III. Lessons from related Technologies 

The remainder of this paper reviews the research that 
describes technological aspects of research in cloud 
computing. This starts with a look at lessons to be learnt from 
related fields of research. In the following, standards and 
interfaces in cloud computing as well as interoperability 
between different cloud systems are explained. Then, 
techniques for designing and building clouds are 
summarised, which include advances in management 
software, hardware provisioning, and simulators that have 
been developed to evaluate design decisions and cloud 
management choices. This is rounded up by presenting new 
use-cases that have become possible through cloud 
computing. 


Voas and Zhang [20] identified cloud computing as the next 
computing paradigm that follows on from mainframes, PCs, 
networked computing, the internet and grid computing. 

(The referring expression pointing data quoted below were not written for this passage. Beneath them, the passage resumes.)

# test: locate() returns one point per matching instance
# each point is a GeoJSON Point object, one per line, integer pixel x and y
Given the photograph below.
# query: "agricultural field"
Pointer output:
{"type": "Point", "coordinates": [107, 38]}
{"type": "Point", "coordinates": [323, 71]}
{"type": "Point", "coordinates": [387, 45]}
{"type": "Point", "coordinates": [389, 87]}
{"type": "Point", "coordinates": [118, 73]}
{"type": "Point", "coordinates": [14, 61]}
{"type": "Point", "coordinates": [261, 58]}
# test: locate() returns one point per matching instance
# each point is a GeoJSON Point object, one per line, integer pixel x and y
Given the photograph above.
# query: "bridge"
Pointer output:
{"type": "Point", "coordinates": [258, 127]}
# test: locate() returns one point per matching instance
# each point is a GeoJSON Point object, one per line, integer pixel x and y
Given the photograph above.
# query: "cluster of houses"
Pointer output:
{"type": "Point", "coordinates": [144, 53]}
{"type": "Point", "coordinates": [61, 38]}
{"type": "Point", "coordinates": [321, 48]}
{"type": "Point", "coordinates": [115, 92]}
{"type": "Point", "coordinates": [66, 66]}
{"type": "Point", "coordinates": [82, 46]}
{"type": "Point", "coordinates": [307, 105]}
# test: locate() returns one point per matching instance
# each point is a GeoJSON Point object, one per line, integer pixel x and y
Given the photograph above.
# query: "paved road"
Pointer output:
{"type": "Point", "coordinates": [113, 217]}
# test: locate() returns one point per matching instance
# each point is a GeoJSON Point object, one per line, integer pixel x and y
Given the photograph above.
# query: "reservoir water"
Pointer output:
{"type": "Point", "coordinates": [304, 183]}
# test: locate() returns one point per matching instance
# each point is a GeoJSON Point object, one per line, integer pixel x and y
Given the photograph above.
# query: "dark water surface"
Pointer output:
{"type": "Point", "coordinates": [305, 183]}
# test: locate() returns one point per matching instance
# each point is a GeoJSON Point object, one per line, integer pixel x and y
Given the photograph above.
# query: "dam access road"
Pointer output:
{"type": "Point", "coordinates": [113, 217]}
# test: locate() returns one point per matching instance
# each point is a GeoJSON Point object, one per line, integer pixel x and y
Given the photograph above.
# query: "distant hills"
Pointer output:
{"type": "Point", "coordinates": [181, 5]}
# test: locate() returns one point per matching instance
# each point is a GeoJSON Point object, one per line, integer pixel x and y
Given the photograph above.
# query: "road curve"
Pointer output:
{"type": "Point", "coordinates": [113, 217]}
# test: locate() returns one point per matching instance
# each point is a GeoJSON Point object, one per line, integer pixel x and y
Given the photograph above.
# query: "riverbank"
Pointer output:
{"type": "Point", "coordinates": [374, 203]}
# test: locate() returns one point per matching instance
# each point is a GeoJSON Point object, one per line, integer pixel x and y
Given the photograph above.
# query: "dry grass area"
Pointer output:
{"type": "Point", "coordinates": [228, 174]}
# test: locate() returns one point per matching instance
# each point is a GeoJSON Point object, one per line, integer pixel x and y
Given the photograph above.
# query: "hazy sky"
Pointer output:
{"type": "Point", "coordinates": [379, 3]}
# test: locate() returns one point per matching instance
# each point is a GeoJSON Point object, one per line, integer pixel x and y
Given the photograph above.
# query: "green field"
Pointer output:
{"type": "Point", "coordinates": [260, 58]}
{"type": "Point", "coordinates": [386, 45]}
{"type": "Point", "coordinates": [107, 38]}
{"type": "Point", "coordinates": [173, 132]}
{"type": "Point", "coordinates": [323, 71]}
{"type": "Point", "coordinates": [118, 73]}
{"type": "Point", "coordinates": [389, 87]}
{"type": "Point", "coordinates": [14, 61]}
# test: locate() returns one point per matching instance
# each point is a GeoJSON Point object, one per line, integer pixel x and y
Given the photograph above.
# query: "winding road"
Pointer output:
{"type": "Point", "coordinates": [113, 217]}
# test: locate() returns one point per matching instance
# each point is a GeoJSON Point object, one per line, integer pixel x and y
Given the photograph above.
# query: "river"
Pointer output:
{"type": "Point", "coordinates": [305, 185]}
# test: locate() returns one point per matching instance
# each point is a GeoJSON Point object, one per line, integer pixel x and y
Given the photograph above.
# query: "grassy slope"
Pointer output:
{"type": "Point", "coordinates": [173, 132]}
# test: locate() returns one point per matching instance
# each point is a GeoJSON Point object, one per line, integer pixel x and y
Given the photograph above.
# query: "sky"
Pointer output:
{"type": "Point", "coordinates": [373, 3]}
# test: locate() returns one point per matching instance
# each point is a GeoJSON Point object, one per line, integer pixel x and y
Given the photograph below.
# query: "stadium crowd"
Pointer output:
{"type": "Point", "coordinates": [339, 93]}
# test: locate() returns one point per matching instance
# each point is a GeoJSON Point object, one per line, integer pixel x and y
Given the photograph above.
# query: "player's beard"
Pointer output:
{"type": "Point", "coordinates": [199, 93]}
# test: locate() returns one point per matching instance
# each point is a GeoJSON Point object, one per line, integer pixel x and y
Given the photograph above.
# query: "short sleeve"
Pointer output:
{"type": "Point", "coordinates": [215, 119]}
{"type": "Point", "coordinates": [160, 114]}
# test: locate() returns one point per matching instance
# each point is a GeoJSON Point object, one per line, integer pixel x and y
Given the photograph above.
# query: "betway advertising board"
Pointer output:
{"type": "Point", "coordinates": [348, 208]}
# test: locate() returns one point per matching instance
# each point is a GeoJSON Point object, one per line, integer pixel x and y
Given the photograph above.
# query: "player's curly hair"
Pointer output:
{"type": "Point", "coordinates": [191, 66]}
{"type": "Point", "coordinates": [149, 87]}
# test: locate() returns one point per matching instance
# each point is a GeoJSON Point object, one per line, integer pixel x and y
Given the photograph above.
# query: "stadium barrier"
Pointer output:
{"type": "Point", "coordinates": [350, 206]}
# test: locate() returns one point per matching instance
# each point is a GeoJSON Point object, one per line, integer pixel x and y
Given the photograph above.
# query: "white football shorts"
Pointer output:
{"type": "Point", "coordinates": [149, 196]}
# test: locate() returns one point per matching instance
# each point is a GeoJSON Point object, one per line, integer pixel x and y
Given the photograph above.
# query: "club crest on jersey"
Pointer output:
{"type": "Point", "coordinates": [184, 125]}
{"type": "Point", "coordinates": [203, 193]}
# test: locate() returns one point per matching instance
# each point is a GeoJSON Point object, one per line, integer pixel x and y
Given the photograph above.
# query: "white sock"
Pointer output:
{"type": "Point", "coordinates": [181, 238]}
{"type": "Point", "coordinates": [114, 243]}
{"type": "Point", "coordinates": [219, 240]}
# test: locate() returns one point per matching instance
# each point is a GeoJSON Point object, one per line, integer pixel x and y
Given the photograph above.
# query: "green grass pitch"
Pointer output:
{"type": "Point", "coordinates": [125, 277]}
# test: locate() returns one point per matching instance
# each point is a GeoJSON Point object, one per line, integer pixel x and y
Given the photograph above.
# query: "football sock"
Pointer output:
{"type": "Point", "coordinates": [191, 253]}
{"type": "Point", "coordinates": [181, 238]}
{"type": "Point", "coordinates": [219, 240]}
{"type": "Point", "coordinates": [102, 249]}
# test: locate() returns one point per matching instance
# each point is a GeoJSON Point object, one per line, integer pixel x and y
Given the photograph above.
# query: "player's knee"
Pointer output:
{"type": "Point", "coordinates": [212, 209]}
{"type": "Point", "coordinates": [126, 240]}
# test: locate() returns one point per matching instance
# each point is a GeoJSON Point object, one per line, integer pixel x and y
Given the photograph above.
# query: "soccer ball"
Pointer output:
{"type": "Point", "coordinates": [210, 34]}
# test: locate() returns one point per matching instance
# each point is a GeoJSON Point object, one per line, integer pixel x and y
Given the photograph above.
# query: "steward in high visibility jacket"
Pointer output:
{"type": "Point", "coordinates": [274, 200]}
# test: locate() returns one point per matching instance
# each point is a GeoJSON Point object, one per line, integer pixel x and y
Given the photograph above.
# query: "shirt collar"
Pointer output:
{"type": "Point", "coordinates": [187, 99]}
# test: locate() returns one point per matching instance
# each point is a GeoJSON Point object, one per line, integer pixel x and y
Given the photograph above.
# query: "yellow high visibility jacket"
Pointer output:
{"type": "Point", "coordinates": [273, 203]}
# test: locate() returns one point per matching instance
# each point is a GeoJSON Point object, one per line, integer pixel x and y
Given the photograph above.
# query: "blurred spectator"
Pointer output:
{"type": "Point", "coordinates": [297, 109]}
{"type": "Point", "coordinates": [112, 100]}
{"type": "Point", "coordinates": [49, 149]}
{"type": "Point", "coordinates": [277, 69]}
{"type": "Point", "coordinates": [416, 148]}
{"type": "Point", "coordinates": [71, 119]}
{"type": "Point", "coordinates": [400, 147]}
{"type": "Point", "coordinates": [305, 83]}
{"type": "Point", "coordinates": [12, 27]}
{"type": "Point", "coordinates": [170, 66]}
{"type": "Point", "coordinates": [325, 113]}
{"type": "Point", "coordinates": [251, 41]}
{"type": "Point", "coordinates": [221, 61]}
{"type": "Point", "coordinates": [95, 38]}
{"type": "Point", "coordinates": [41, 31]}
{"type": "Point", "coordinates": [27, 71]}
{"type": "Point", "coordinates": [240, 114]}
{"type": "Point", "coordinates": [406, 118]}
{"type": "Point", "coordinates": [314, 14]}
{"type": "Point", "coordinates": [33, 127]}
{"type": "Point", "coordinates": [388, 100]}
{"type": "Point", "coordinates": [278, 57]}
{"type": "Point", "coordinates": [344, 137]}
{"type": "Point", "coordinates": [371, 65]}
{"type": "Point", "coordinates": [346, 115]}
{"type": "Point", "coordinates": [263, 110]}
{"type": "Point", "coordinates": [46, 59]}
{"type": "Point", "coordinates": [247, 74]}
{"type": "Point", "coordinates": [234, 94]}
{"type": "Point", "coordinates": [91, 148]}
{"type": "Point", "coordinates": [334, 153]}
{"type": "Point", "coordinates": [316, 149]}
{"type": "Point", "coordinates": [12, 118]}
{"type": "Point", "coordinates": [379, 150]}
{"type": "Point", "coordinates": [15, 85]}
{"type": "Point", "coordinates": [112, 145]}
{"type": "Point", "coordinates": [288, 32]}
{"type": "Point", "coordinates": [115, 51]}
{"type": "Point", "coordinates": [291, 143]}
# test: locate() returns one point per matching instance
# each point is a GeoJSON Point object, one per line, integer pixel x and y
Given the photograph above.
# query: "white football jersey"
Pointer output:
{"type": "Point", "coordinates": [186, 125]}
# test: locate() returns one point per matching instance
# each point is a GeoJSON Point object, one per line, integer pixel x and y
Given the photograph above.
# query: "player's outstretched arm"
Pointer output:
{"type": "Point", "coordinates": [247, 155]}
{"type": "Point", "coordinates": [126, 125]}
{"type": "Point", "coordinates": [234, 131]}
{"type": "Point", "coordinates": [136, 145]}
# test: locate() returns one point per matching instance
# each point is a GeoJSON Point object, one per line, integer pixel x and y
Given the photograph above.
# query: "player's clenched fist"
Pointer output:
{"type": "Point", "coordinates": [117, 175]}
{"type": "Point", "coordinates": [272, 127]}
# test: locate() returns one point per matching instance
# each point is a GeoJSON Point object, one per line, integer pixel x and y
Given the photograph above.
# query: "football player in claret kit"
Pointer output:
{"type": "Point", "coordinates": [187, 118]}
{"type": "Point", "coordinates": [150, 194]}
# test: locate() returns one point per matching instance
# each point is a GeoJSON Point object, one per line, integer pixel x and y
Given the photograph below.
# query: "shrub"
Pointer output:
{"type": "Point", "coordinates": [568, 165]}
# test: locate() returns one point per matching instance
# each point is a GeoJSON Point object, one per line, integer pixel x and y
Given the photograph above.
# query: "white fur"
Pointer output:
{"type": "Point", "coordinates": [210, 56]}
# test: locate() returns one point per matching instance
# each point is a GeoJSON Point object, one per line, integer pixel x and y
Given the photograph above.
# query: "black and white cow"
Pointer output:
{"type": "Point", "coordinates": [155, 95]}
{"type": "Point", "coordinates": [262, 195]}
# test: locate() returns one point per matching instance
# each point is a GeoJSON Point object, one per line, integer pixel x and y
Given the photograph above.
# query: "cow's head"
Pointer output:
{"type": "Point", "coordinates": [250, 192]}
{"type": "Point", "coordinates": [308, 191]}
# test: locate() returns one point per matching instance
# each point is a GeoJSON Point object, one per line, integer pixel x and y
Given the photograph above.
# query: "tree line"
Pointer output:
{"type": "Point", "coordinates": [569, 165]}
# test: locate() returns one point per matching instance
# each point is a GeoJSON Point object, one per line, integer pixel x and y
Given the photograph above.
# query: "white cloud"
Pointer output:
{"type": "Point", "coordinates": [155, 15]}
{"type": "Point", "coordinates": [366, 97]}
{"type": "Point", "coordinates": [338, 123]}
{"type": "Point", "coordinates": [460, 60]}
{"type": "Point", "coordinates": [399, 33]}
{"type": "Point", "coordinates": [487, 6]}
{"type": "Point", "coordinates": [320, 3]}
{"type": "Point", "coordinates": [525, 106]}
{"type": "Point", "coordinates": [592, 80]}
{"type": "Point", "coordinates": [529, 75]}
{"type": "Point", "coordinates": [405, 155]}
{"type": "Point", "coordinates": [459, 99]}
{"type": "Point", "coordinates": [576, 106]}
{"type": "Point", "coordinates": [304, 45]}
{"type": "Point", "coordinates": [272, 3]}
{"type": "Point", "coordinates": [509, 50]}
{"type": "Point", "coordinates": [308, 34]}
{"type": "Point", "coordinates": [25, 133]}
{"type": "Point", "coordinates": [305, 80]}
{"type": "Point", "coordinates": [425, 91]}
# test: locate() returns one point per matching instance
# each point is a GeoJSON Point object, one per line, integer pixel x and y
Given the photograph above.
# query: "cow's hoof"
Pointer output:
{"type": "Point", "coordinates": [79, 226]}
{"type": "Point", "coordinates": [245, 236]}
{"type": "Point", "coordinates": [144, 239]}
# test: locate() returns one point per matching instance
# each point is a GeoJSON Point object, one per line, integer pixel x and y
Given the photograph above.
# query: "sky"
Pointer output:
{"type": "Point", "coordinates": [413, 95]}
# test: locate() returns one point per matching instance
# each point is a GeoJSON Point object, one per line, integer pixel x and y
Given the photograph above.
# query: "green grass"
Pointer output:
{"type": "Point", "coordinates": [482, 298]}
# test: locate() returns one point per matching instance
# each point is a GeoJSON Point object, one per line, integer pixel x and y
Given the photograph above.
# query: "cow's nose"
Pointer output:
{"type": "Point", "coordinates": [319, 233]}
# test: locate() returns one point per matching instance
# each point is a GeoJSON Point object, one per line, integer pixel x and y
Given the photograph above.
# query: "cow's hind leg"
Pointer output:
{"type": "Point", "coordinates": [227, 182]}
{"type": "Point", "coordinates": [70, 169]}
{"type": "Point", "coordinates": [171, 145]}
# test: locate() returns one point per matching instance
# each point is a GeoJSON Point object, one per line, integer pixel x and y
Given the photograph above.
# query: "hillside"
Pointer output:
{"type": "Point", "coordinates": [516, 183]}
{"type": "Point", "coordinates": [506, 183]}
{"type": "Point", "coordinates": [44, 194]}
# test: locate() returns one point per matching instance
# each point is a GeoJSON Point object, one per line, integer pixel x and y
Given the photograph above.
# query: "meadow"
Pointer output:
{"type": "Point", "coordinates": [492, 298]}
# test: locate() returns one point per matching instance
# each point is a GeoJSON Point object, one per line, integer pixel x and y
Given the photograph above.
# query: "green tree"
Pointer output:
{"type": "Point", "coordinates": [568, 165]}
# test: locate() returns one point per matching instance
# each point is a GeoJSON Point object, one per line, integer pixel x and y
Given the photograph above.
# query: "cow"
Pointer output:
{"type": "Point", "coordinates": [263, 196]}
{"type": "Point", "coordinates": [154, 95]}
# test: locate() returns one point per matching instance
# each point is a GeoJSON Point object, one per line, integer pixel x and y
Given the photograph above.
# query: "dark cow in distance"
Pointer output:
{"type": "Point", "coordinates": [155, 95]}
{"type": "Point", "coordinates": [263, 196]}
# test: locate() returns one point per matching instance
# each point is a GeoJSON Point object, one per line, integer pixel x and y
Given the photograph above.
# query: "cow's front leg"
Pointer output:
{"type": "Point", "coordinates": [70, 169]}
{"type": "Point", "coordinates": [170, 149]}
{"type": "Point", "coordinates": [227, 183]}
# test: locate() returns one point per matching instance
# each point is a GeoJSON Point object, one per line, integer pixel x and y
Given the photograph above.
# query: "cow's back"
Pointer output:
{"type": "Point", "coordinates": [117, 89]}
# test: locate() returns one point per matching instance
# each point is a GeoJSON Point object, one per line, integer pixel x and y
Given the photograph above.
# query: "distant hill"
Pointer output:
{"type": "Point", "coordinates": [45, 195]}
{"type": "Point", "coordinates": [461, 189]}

These developments are likely to have similarly profound 
effects as the move from mainframes to PCs had on the ways 
in which software was developed and deployed. One of the 
reasons that prevented grid computing from being widely 
used was the lack of virtualization that resulted in jobs being 
dependant on the underlying infrastructure. This often 
resulted in unnecessary complexity that had an effect on 
wider adoption [21], Ian Foster - who was one of the pioneers 
of grid computing - compared cloud computing with grid 
computing and concluded that although the details and 
technologies of the two are different, their vision is 
essentially the same [22]. This vision is to provide computing 
as a utility in the same way that other public utilities such as 
gas and electricity are provided. In fact the dream of utility 
computing has been around since the 1960s and advocated by 
the likes of John McCarthy and Douglas Parkhill. For 
example, the influential mainframe operating system Miiltics 
had a number of design goals that are remarkably similar to 
the aims of current cloud computing providers. These design 
goals included remote terminal access, continuous 
operational provision (inspired by electricity and telephone 
services), scalability, reliable file systems that users trust to 
store their only copy of files, information sharing controls, 
and an ability to support different programming 
environments [23]. Therefore it is unsurprising that many 
people compare cloud computing to mainframe computing. 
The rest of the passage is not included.